I have a data frame with survey questions in the format Do you think that [xxxxxxx]?
, where the possible answers are one of the following:
- “I am certain that [xxxxxxx]”
- “I think it is possible that [xxxxxx]”
- “I don’t know if [xxxxxx]”
- “I think it is not possible that [xxxxxx]”
- “I am certain that it is not possible that [xxxxxx]”
- “It is impossible for me to know if [xxxxxx]”
I would like to recode these factors so that “I am certain” = 1, “I think it is possible” = 2 and so on.

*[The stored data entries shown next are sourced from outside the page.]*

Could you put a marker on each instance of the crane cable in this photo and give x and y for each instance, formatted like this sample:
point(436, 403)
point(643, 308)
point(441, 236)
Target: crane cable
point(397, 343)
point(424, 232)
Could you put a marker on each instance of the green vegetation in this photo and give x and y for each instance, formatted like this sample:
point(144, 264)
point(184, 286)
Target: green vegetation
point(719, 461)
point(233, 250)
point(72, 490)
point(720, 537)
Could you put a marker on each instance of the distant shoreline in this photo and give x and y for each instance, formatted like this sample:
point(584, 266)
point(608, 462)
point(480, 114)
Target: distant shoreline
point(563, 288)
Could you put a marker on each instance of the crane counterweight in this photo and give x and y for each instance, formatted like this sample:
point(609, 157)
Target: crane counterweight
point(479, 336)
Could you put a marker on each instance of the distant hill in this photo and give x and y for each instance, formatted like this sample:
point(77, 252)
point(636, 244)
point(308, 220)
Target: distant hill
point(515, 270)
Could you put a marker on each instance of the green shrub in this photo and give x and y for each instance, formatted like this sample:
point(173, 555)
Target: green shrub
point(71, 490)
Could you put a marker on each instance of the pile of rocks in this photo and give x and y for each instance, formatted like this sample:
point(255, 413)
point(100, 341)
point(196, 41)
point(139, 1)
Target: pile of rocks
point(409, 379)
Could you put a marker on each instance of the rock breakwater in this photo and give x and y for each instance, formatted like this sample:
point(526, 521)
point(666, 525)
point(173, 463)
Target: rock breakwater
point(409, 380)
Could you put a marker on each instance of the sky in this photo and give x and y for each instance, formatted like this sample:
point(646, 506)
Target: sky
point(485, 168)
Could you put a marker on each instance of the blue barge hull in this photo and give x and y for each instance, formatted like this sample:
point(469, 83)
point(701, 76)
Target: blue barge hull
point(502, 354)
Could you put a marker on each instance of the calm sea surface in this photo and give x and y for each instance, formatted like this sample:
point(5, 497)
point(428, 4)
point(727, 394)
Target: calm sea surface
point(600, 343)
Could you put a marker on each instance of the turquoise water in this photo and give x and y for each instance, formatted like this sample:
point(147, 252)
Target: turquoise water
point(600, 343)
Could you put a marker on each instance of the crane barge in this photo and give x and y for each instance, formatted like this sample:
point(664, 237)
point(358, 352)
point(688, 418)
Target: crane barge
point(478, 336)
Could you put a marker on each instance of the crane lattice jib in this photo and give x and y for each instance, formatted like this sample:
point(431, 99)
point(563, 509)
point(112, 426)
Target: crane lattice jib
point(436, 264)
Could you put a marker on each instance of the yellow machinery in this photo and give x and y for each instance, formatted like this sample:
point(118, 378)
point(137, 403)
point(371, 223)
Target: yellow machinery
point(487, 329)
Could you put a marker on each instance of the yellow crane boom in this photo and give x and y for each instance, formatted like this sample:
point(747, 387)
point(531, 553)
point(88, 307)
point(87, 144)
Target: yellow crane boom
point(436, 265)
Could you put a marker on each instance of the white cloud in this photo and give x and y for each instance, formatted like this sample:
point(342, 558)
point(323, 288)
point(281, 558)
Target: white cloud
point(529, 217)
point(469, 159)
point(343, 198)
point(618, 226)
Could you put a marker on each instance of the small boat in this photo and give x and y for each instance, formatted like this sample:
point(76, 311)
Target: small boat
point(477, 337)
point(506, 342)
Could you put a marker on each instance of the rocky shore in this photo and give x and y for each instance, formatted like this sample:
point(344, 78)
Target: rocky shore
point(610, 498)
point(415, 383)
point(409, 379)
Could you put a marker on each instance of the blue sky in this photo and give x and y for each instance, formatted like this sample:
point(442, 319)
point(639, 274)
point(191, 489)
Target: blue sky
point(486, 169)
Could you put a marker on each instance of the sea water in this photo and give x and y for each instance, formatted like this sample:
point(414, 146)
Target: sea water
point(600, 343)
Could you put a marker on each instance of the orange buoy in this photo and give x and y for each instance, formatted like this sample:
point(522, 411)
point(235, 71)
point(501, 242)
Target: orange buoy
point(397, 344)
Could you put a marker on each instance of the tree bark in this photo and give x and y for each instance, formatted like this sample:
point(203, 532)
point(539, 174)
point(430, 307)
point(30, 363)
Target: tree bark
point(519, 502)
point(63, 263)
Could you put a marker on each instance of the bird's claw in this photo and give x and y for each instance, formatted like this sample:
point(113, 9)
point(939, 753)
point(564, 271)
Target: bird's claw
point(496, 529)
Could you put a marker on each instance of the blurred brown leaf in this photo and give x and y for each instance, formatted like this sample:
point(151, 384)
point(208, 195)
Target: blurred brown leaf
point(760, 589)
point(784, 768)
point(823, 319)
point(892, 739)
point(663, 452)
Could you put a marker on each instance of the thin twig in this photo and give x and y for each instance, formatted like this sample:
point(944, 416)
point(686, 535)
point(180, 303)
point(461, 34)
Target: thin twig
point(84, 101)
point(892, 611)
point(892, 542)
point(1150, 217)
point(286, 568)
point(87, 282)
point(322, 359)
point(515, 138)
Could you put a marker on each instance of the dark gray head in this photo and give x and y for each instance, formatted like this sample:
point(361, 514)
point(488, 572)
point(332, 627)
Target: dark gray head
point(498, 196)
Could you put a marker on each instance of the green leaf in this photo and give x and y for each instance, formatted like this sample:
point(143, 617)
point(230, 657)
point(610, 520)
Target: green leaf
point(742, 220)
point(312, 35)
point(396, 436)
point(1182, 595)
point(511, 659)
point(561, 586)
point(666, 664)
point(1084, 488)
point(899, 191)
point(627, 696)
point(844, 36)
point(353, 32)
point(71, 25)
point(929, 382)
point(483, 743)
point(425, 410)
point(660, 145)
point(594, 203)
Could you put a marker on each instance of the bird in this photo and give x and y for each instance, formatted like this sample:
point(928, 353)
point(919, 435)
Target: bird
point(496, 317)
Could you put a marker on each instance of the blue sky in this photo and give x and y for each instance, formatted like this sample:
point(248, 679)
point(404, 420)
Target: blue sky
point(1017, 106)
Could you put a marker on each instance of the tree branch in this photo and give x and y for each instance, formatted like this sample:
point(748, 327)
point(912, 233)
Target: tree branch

I have tried using dplyr::recode
, but I am unable to use regular expressions.
Example data:
set.seed(12345)
possible_answers <- c(
"I am certain that", "I think it is possible that",
"I don't know if is possible that", "I think it is not possible that",
"I am certain that it is not possible that", "It is impossible for me to know if"
)
num_answers <- 10
survey <- data.frame(
Q1 = paste(
sample(possible_answers, num_answers, replace = TRUE),
"topic 1"
),
Q2 = paste(
sample(possible_answers, num_answers, replace = TRUE),
"topic 2"
),
Q3 = paste(
sample(possible_answers, num_answers, replace = TRUE),
"topic 3"
),
Q4 = paste(
sample(possible_answers, num_answers, replace = TRUE),
"topic 4"
),
Q5 = paste(
sample(possible_answers, num_answers, replace = TRUE),
"topic 5"
)
)
I would like to recode the survey questions using dplyr::recode
and regular expressions.
survey %>%
mutate_at(vars(starts_with("Q")), recode,
"I am certain that (.*)" = 1,
"I think it is possible that (.*)" = 2,
"I don't know if is possible that (.*)" = 3,
"I think it is not possible that (.*)" = 4,
"I am certain that it is not possible that (.*)" = 5,
"It is impossible for me to know if (.*)" = 6)
However, this changes everything to NA, because it does not see the strings as regular expressions.